The real-world data cohort we generated in our plasmode simulation were from the US Premier Healthcare Database, an all-payer hospital database collected from among over 1000 hospitals in the US [25]. The Premier Healthcare Database includes information from hospitals’ electronic health records, including diagnoses, procedures, patient characteristics, and hospital features. The cohort included 9981 patients aged 18 or over that were admitted for pancreatectomy from 2015–2019. The patients’ covariates of the simulated data were generated based on age, sex, and Charlson comorbidity index. The cluster of the simulated data was identified using the hospital ID. The cohort had 341 unique hospital IDs, with an average of 30 patients per hospital. The cluster covariates were re-sampled from hospital-related covariates such as type (teaching or not teaching), hospital size (500 + or 500 fewer beds), and the hospital's yearly pancreatectomy volumes etc. Supplementary figure s1 and s2 provides the full list of covariates used in the plasmode simulation. The plasmode simulation is also run for 1000 repetitions.
Propensity score matching
For propensity score matching, the propensity scores were estimated using logistic regression.

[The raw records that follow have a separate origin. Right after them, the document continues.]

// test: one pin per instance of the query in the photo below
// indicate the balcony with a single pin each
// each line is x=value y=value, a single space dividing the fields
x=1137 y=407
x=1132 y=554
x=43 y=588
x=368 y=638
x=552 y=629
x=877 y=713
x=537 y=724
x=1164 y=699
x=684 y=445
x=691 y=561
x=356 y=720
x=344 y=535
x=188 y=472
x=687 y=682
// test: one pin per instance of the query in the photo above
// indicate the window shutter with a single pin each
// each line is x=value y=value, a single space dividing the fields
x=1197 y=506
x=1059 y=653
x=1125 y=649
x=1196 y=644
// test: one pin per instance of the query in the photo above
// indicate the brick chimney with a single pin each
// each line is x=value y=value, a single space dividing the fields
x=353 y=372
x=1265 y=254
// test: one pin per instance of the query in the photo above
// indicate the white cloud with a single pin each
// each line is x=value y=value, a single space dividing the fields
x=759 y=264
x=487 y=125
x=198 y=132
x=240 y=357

Then the matched sample was selected using 1:1 ratio nearest-neighbour without replacement matching with a propensity score caliper of 0.2 standard deviations of the logit of the propensity score. This set-up for propensity score matching was chosen based on previous literature [2, 26]. Previous research has shown that a nearest-neighbour match with a caliper gives better results than other popular matching methods such as optimal matching or nearest-neighbour matching without a caliper in terms of covariate balance and bias reduction for treatment estimate [27]. The caliper width for propensity score matching was set at 0.2 standard deviations of the logit of the propensity score. This setting was used because it was shown in a simulation study by Peter Austin [2] that it tends to be optimal in terms of sample retention and bias reduction for treatment estimates. Three different propensity score matching strategies were implemented using the same matching algorithm described above. 1.) Cross-cluster matching with only the patient-level confounders included as covariates in the propensity score model. This is used as the reference and did not include any cluster-level information in the matching. 2) Cross-cluster matching, with both patient and cluster level covariates included in the propensity score model. 3) Within-cluster matching, with patient-level confounders included as covariates in the propensity score model. Since patients within the same cluster would share cluster-level covariates, including cluster-level confounders as covariates in the propensity score model for within-cluster matches is unnecessary. The selection of these matching methods was informed by Bruno Arpino et al.'s [28] simulation study, which found that within-cluster matching is optimal for larger clusters, while cross-cluster matching is preferable for datasets with smaller clusters.
Cardinality matching
Cardinality matching was first proposed by Zubizarreta et al. [12]. It is a matching method that finds the maximum subset of patients in the treated and control groups that satisfy a set of prespecified covariates balance criteria between the treated and control group set by the investigator. The matching is done directly on the original covariates and is achieved by solving a linear integer programming problem to maximise the size of the post-matched sample. Table 2 describes the steps involved in cardinality matching.
Table 2.
Steps involves in cardinality matching to find match sample for treatment effect estimation
Steps involves in cardinality matching |
---|
1. Specify the covariate balance criteria for the post match sample. There are three elements to specify in the balance criteria a) The covariates to balance in the post match sample between the treated and control group (e.g. all the confounders) b) A distance statistic for the balance criteria to measure the covariates balance (e.g. standardised mean difference) The maximum limit in terms of the distance statistic specified in b) for the post match sample to satisfy |
2. A matched sample with the largest possible sample size that satisfies the covariate balance criteria set in step 1 will be found using linear integer programming |
3. The matched sample from step 2 will be rematched to minimise the covariate distances specified in step 1 between the treated and control groups. |
In this study, two cardinality matching strategies were implemented, one for within-cluster matching and one for cross-cluster matching. For cross-cluster matching, both the cluster-level and patient confounders were used as matching covariates constraints to define the balance criteria of the post-matched sample. Only the patient-level confounders were included as matching constraints for within-cluster match. To implement within-cluster match with cardinality matching, we first subset the data by cluster and then apply the same cardinality matching algorithm for each cluster to find the balanced sample. Hence the covariates selected for within cluster and across cluster match were the same between the propensity score matching and cardinality matching. All the covariates’ constraints were set using standardised mean difference (SMD) [29] with a maximum 0.1 SMD of matching covariates between the two study groups. 0.1 SMD were used as the post-match sample balance criteria because this is the standard threshold and measurement to determine whether covariates balance has been achieved for healthcare observational studies [30]. Hence, using 0.1 SMD as a matching constraint in cardinality match would always return a balanced post-match sample if it is feasible. Below is a list of all the methods compared in this study.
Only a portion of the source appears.